CIO Review APAC | Tuesday, November 30, 2021

Fire departments use advanced analytics to assess the risk of fire in various locations and manage their inspections accordingly.

FREMONT, CA:The public sector, like all industries, operates in a fast-changing environment. Technology is bringing people together both within and across national borders, and it is upending preconceived notions. One of the worldwide megatrends that can be identified that will alter governments' roles in 2030 and beyond is technology.

Apart from infrastructure, data, particularly open data, focus on governments' digital agendas. Governments could minimize their administrative expenses by fully utilizing public sector data, according to some studies. These figures do not account for the additional advantages that would result from improved access to and utilization of public-sector data. Weather forecasts, traffic management, crime data, greater openness of government processes (procurement), and educational and cultural information for the general public are examples of such benefits. Big data is another engine of change in this cluster. Proposed policy changes in one system can be mapped against their influence on all systems using predictive analytics.

As a result, one can better understand the trade-offs between public policy on other significant megatrends like water, energy, air, and climate. In some cases, they already do. There is also more understanding at the local level. Fire departments use advanced analytics to assess the risk of fire in various locations and manage their inspections accordingly. Police agencies employ sophisticated models to estimate where particular types of crimes are most likely to occur under specific circumstances.

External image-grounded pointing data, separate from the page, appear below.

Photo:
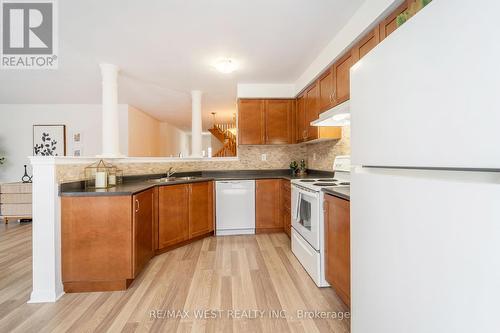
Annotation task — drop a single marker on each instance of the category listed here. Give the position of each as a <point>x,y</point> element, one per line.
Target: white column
<point>46,232</point>
<point>110,117</point>
<point>196,140</point>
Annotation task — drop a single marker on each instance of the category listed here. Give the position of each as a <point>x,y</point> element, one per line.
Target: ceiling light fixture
<point>225,66</point>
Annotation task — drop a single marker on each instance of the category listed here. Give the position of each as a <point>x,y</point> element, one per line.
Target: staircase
<point>223,133</point>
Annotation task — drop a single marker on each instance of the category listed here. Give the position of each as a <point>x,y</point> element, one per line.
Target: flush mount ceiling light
<point>225,66</point>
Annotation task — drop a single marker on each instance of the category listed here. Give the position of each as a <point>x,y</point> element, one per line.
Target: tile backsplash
<point>319,156</point>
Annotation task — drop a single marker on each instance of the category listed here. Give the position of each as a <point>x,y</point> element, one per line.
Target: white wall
<point>174,141</point>
<point>365,18</point>
<point>16,131</point>
<point>266,90</point>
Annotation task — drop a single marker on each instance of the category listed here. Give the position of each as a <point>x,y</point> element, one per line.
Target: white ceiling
<point>165,49</point>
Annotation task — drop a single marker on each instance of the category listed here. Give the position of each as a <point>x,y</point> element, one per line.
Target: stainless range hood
<point>336,116</point>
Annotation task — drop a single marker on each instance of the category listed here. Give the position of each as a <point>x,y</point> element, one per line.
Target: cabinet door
<point>326,90</point>
<point>341,91</point>
<point>337,246</point>
<point>173,215</point>
<point>312,111</point>
<point>267,205</point>
<point>96,239</point>
<point>201,209</point>
<point>366,44</point>
<point>388,25</point>
<point>285,206</point>
<point>278,121</point>
<point>143,229</point>
<point>301,133</point>
<point>251,122</point>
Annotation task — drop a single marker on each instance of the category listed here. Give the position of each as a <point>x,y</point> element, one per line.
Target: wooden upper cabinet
<point>300,118</point>
<point>341,89</point>
<point>278,121</point>
<point>388,25</point>
<point>251,129</point>
<point>312,111</point>
<point>366,44</point>
<point>337,246</point>
<point>201,215</point>
<point>143,229</point>
<point>173,214</point>
<point>326,82</point>
<point>267,205</point>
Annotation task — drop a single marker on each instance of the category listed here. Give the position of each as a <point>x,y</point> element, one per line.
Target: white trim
<point>46,234</point>
<point>42,160</point>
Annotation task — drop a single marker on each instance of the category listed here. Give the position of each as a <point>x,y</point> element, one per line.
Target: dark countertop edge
<point>339,193</point>
<point>136,184</point>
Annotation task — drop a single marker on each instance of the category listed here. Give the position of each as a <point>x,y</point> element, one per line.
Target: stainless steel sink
<point>163,180</point>
<point>188,178</point>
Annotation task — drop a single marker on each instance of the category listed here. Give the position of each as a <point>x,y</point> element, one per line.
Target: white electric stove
<point>307,217</point>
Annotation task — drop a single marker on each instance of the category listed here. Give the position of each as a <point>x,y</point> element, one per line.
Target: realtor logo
<point>28,34</point>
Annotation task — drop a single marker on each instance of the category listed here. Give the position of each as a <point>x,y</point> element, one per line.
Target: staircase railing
<point>225,134</point>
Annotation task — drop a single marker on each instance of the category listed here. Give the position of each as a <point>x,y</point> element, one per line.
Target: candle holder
<point>100,175</point>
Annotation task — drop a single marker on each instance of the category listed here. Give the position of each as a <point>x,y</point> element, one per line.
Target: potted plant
<point>293,168</point>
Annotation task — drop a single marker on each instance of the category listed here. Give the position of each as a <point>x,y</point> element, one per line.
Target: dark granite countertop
<point>340,192</point>
<point>135,184</point>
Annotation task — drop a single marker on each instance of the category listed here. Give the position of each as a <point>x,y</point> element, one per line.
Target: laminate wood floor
<point>222,274</point>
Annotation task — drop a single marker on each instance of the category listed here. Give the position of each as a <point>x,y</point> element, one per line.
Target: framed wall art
<point>49,140</point>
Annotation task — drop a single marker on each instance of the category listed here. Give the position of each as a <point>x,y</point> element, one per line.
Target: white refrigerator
<point>425,189</point>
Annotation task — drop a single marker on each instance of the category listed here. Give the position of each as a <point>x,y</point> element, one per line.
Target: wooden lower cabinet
<point>286,207</point>
<point>268,205</point>
<point>185,212</point>
<point>337,246</point>
<point>105,241</point>
<point>201,212</point>
<point>143,248</point>
<point>173,215</point>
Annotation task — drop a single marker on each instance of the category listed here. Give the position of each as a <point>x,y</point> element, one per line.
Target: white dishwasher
<point>235,207</point>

Advanced automated models for risk-based inspections and supervision to help supervisory bodies are available and incorporated in rule and workflow-based systems. In the form of cyber security concerns, digitization also introduces a substantial new sort of risk. Governments are under pressure to safeguard their citizens, activities, and countries' security from risks that have never been seen before, which will continue to rise.  Further, according to studies, over the next two decades, the cyber sphere is expected to become a field of conflict and tension between states of all political stripes, not least among those for whom cyber security is a critical component of intelligence and military strategy, as well as between individuals or private companies.